Imam-caliph al-Mu‘izz founded the city of Cairo in 969 CE, having extended Fatimid rule across the Mediterranean from North Africa to Egypt and Syria, through a series of strategic and diplomatic initiatives, including the fostering of ties with Egyptian notables through the Ismaili da‘wa. Under the Fatimids, Cairo became a vibrant cosmopolitan metropolis contributing to the cultural and intellectual efflorescence of the region alongside Baghdad, Constantinople and Cordoba.Imam-caliph al-Mu‘izz articulated the principles of inclusive governance in the Aman document, the Guarantee of Safety, issued to the people of Cairo comprising at the time of Muslims of Sunni and Shi‘i traditions, Christians and Jews. In that document, he proclaimed:
I guarantee you God’s complete and universal safety, eternal and continuous, inclusive and perfect, renewed and confirmed through the days and recurring through the years, for your lives, your property, your families, your livestock, your estates and your quarters, and whatever you possess, be it modest or significant.’ (p. 17, Towards a Shi‘i Mediterranean Empire)

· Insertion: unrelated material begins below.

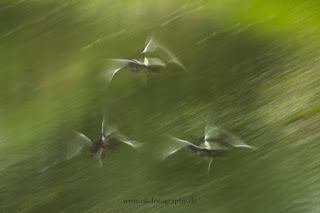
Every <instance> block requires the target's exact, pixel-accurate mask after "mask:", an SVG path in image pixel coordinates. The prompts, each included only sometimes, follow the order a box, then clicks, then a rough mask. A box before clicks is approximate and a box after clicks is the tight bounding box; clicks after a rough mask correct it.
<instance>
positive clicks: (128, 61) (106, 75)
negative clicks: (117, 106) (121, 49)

From this commitment rose a city built around a splendid mosque, Al-Azhar, which quickly established itself as a centre of intellectual and cultural activity along with the Dar al-Hikma, founded in 1005 CE, that drew scholars from around the Muslim world. The Fatimids appointed administrators from various religious traditions and ethnic affiliations, rewarding competence with senior positions, thus drawing talent from the varied spectrum of Egyptian society.
In recent years, many parts of the Muslim world have been rent with uprisings and civil conflicts, as they grapple for a suitable model of good governance and inspiring leadership. In this context, the Fatimid model of inclusive governance that Dr Jiwa presents – one that enabled them to rule as a minority over diverse lands for over two and a half centuries – acts as an interesting example from within Muslim history.
Two 15thcentury scholars: al Maqrizi (d. 1442 CE), an erudite Sunni scholar from Egypt; and Idris Imad al-Din (d. 1468 CE), the Chief da‘i of the Tayyibi Ismailis in Yemen, wrote extensively about the vibrant Shi‘i Mediterranean empire which Imam-caliph al-Muizz established. From two very different perspectives, they recount the milestones of Fatimid history and thought, including the spread of the Ismaili da‘wa, their diplomatic initiatives, thriving trade, pluralistic attitudes and intellectual debates and exchanges, which characterised this period.
Dr Jiwa has translated, from Arabic into English, two of the seminal works of these scholars, both of whom draw upon a range of primary sources, to portray a comprehensive representation of the Mediterranean milieu in which the Fatimids reigned. Several of the sources cited by them are lost to us today, making the works of al-Maqrizi and Idris indispensable to our understanding of the Fatimid period.